Has anyone considered treating a current binary windows cpython distro like 2.3 as
a bootstrap, using a python script to control (e.g. via os and urllib etc) all the downloading
and md5/pgp-sig checking and building necessary to create an msys/MinGW installation
(as needed if not present) and then a python built from sources purely using msys/MinGW,
with end result being a python installation ready to be used in parallel, or to be switched
to as default?

It might take hours to download and crunch, and it might need to be re-startable
and be based on an evolving checkpointable config file of preferences etc, but why not?

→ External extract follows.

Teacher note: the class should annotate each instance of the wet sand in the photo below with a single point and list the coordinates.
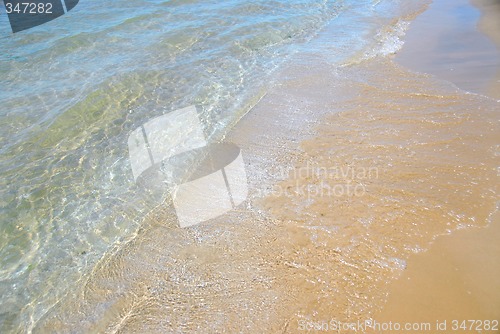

If someone then wanted to make a script repackaging the result as a binary installation,
that would be handy too, and IWT some official versions of everything would wind up on python.org
after a while.

IMO a python script that created the whole thing from sources (well, ok, not including bootstrapping
msys/MingGW totally from sources ;-) would be a useful DOCUMENT as well as a tool. IOW, spreading
bot-knowledge can distribute the knowledge necessary to distributing the volunteer workload of
maintaining and improving the thing. I'm thinking simple text UI control as necessary.

Such a migration bootstrap script seems to me like it would have more robust survival prospects than
an equivalent-end-result prebuilt binary distro made ad hoc by hand and contributed.

Seems like someone must have thought of this before. I guess pieces exist as .bat or .cmd files,
but I'd like to see the whole thing wrapped in a single flexible python script.